Endocrine Abstracts

JOINT2388

Introduction: Pseudohypoparathyroidism (PHP) refers to a heterogeneous group of rare disorders characterized by resistance to parathyroid hormone (PTH). PHP type 1A is associated with Albright’s osteodystrophy and resistance to multiple hormones (including TSH). In contrast, PHP type 1B develops PTH resistance over time, exhibiting mild clinical manifestations and low-level resistance to other hormones. The estimated prevalence of PHP is approximately 1 in 100,000 individuals. Thyroid agenesis, although rare, has been described in association with phospho-calcium metabolism disorders. However, its exact prevalence in patients with PHP remains unclear.

Case Report: A 21-year-old female has been followed since the age of 5 for hypothyroidism with positive antibody levels (antithyroid peroxidase > 2000mUI/mL and antithyroglobulin > 266mUI/mL), currently treated with levothyroxine (175 micrograms daily). Notably, neck ultrasound revealed thyroid agenesis of the right lobe. Her family history included hypothyroidism spanning three generations, but no other endocrinological disorders. At the time of hypothyroidism diagnosis, she also presented with markedly elevated PTH levels (296pg/mL), low serum calcium levels, phosphate in the upper limit of normal range and mildly increased urinary calcium excretion. She exhibited no clinical features or symptoms related to bone metabolism. After excluding more common causes for phospho-calcium abnormalities, genetic testing for PHP was performed. Methylation pattern analysis revealed changes across all differentially methylated regions (DMRs), a gain of methylation in NESP55 and loss of methylation in GNAS-AS1, GNASXL, and GNASAB, consistent with the diagnosis of PHP 1B. Subsequently, she has been treated with oral calcium, calcitriol and cholecalciferol, leading to normalization of both serum and urinary calcium and phosphate levels.

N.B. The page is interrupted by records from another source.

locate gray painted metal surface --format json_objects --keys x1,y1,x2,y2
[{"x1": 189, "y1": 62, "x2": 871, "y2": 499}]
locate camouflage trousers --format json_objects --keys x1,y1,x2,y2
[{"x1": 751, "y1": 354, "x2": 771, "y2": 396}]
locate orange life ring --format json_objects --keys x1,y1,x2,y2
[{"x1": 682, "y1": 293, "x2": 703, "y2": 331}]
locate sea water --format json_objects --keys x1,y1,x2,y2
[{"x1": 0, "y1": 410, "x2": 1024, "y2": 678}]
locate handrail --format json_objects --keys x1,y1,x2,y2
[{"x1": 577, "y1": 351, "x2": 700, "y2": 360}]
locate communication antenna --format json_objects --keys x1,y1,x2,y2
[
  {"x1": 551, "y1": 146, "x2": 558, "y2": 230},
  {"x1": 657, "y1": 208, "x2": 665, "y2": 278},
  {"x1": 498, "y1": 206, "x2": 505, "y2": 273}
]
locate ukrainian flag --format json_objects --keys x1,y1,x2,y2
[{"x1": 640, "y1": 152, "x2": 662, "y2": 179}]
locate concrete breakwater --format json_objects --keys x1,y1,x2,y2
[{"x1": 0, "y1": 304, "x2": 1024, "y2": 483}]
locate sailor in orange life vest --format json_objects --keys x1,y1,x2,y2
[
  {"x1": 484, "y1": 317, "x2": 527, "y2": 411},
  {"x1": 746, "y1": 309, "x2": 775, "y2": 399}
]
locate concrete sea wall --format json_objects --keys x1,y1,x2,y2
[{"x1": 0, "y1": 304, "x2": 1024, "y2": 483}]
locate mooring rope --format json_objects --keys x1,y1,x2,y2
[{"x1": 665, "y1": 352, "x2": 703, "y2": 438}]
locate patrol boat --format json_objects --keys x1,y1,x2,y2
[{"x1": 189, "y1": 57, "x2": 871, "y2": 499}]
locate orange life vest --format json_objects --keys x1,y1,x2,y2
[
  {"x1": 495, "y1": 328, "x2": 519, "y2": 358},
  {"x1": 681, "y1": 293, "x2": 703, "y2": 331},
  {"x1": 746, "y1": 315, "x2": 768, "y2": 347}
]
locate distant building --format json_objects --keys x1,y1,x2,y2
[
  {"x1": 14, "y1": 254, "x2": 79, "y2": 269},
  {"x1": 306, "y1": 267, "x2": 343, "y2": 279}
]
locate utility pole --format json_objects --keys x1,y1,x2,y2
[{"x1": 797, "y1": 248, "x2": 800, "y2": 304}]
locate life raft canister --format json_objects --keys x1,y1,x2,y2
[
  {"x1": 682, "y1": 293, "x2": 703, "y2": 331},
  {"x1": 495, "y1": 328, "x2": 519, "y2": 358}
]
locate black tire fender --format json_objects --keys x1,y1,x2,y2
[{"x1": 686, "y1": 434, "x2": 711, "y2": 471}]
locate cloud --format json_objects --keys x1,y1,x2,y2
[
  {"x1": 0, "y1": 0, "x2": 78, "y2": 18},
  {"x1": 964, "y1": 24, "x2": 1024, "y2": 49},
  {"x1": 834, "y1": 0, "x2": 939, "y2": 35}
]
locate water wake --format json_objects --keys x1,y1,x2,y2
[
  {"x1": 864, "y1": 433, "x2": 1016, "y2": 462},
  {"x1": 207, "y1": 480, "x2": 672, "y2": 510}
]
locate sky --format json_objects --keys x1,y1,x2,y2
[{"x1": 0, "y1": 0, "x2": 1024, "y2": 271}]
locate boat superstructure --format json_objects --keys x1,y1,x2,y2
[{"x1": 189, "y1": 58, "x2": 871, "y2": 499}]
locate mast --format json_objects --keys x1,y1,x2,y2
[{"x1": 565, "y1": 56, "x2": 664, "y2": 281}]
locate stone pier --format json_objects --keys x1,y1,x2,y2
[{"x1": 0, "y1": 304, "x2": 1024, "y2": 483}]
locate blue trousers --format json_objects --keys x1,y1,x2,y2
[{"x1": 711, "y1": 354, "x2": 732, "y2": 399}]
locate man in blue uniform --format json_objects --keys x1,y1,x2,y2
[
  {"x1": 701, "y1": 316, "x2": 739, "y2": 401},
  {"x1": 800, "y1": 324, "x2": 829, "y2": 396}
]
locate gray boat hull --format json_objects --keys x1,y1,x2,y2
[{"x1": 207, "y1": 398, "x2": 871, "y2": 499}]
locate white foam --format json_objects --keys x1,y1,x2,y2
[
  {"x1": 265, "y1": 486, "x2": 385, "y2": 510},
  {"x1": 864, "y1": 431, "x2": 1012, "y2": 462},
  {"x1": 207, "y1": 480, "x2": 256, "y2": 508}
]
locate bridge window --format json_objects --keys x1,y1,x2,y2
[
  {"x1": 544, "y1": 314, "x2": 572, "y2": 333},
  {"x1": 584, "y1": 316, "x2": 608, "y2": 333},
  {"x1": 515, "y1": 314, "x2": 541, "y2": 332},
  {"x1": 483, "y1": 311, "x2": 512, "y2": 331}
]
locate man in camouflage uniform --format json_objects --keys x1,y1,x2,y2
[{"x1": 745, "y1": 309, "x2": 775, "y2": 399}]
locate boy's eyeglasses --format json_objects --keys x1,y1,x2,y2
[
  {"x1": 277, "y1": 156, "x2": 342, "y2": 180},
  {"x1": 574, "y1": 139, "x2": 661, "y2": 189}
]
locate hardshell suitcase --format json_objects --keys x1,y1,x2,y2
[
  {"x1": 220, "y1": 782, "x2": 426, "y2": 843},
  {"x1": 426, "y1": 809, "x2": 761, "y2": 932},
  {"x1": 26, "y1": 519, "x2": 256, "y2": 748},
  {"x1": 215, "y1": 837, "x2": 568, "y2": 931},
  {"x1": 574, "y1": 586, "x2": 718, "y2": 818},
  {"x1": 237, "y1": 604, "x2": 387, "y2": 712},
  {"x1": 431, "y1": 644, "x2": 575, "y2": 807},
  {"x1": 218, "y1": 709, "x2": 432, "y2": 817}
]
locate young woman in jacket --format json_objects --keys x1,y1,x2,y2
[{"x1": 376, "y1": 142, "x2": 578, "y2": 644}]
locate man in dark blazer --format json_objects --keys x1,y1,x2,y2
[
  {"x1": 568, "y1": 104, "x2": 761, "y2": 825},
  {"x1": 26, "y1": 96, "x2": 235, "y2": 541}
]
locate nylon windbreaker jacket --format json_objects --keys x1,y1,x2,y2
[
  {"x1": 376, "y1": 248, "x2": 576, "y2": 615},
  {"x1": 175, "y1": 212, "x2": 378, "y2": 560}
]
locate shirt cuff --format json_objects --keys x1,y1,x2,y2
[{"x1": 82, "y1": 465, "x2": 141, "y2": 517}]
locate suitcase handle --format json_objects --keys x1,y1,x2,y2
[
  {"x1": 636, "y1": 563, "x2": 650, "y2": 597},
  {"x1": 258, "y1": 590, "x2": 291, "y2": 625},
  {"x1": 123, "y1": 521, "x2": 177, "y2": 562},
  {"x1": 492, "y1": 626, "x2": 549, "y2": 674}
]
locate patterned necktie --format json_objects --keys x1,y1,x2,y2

Discussion: Although PHP 1A is known to present with TSH resistance, PHP 1B is generally associated with minimal TSH resistance, which does not typically account for thyroid agenesis. Additionally, only a few cases of PHP 1B associated with Hashimoto’s thyroiditis have been reported in the literature. Given the high prevalence of Hashimoto’s thyroiditis, it has been assumed that its coexistence with PHP 1B is incidental.

Conclusions: This case highlights an unusual presentation of PHP 1B with concurrent thyroid agenesis and Hashimoto’s thyroiditis. While the link between PHP and thyroid agenesis remains unclear, this case suggests the need for further investigation into potential shared pathomechanisms. Genetic testing remains crucial for diagnosis and management in atypical cases.